Look, I've got no problem with Mayor Bloomberg ringing the opening bell at the New York Stock Exchange, and I realize how integral Wall Street is to the identity of New York City (as well as to Bloomberg's own success). But I think that Bloomberg doing it today -- to the ecstatic cheers of traders on the floor -- shows a kind of tone-deafness to the immediate needs of everyone in the NY area. It feels like one of those "Go Shopping" moments to me.
While countless New Yorkers lack power, heat, and water, and thousands across at least 4 of the 5 NYC boroughs lack homes right now, it seems to me that the mayor of the largest city in the country, by far the highest-profile politician in the storm's destructive path, should be, both in deed and in message, laser-focused on the highest-priority and most immediate needs of his residents.
In other words, the emphasis should be on humans, not markets.

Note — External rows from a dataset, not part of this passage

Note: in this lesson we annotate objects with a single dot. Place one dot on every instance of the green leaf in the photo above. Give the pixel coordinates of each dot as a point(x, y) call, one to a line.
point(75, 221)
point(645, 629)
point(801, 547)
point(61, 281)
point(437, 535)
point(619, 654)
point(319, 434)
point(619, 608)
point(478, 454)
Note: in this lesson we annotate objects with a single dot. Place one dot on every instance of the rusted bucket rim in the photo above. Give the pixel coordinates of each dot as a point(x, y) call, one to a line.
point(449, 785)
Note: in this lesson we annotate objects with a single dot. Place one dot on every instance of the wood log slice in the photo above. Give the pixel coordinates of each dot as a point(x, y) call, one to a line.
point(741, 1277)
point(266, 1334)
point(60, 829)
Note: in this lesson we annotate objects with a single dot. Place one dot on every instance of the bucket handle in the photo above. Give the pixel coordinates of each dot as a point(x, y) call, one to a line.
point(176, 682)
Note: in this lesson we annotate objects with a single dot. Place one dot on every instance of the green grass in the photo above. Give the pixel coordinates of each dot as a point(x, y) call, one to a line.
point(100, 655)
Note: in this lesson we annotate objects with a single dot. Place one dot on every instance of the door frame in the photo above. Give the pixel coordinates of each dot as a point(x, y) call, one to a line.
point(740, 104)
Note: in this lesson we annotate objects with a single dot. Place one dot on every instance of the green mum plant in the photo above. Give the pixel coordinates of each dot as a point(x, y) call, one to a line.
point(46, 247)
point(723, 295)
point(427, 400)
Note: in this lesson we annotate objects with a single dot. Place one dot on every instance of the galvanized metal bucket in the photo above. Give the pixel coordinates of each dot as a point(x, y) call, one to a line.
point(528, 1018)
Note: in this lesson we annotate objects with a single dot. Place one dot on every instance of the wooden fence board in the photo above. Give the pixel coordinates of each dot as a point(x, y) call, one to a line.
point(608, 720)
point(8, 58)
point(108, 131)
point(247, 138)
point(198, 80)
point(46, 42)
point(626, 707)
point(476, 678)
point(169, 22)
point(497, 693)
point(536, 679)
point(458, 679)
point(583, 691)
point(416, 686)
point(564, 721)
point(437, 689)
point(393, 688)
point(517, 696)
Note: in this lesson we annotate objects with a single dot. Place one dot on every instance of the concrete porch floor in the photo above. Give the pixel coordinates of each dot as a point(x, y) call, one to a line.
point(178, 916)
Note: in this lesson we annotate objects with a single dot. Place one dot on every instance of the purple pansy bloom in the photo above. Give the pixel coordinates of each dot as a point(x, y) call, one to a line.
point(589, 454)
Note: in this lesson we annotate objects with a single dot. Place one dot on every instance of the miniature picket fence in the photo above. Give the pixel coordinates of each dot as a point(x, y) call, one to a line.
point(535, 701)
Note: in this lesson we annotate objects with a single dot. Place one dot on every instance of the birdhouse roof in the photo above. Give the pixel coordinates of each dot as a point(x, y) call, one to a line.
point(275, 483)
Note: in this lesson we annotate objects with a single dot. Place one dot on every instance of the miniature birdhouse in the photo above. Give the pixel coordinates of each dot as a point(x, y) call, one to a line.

The big Wall Street banks will return to business-as-usual without any help from Mayor Bloomberg. But recovery from Hurricane Sandy will not be measured by the operations of the NYSE or the level of the Dow, but rather by the rebuilding of lives and communities that have been affected. Despite Mitt Romney's recent proclamation that "Corporations are people too, my friend," they are, in fact, not. And while reopening Wall Street may have large symbolic and practical value for the city, its immediate, short-term impact on getting lives, roads, power, water, heat, transit, schools, waste collection, and essential social services back to normal is virtually nil.